Ignore their plaintive stares, and stare at them instead. Look how rounded they are, how their fillings weigh against their glossy wrappers like the summer juice pressing against the skin of a plum. They look firm, ripe, ready. You can tell that they’re going to be good.

But you don’t know how good they really are, and how good RedFarm can be, until you try one. And then, plaintive stares or no, you begin devouring these bundles of delight one by one.

RedFarm, in the West Village, is a collaboration between one of New York’s greatest Chinese chefs, Joe Ng, and one of its greatest Chinese restaurateurs, Ed Schoenfeld. Only one, Mr. Ng, is Chinese by birth. Mr. Schoenfeld is Chinese by calling, a Brooklyn-born Jew who long ago heard an inner voice urging him to bring better kung pao chicken to the people of Manhattan.

They have several clever ideas at RedFarm. First, the menu has been tailored for a Western palate, with none of the bland and slippery specialties that non-Chinese eaters find so enigmatic. It also seems designed for the age of Yelp, when the entire world can be split into either Nothing Special or OMG. RedFarm’s cooking runs hard toward OMG.

Finally, there is the idea the management likes to broadcast: “Chinese cuisine with a Greenmarket sensibility,” which boils down to spending more on ingredients than many other Chinese restaurants do. A server one night rattled off the provenance of just about every scrap in the kitchen, from the rib steak (Creekstone Farms) to the truffles (a forager in France). “We don’t say all this on the menu, but everything is intelligently sourced,” he said.

All that sourcing and intelligence result in some wonderful flavor. The rib steak, marinated for a night in shredded papaya, ginger and soy sauce, is the last thing I’d expected to find in a Chinese restaurant: a great steak. A few more pieces of beef like this around town, and soon baked potatoes and cheesecake will be the only reasons for steakhouses to continue to exist.

The winter farmers’ market can’t be much help in assembling the okra and eggplant in a Thai-style yellow curry, but Mr. Ng must have other connections, because the vegetables can hold their own against the spicy and warming curry, fragrant with lemon grass and rich with coconut cream. The bowl satisfies you and makes you want more at the same time, a tension that feels so good that a meal at RedFarm could begin and end right there.

Could, but shouldn’t. It would be insane to come to RedFarm without having a dumpling, and silly not to have four or five. They are the foundation of Mr. Ng’s fame as the Balanchine of dim sum, built at World Tong in Brooklyn and then at Chinatown Brasserie in NoHo, where he is still the chef.

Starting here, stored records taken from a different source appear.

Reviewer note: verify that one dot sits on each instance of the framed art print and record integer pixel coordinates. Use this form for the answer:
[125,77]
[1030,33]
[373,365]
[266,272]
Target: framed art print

The shrimp and snow-pea leaf versions have a juicy sweetness far more intense than what you usually find in Chinatown. The mixed-vegetable, with sunny corn kernels peeking through the crimps in the dough, have a right-off-the-vine vibrancy.

Still, neither one is going to overtake Mr. Ng’s soup dumplings in popularity. Here’s how to eat them: hold one in a spoon, raise it to your lips, nip off the puckered crown, suck out the hot thick broth, and try to remember tasting a more-flavorful soup dumpling in Manhattan since the early days of Joe’s Shanghai.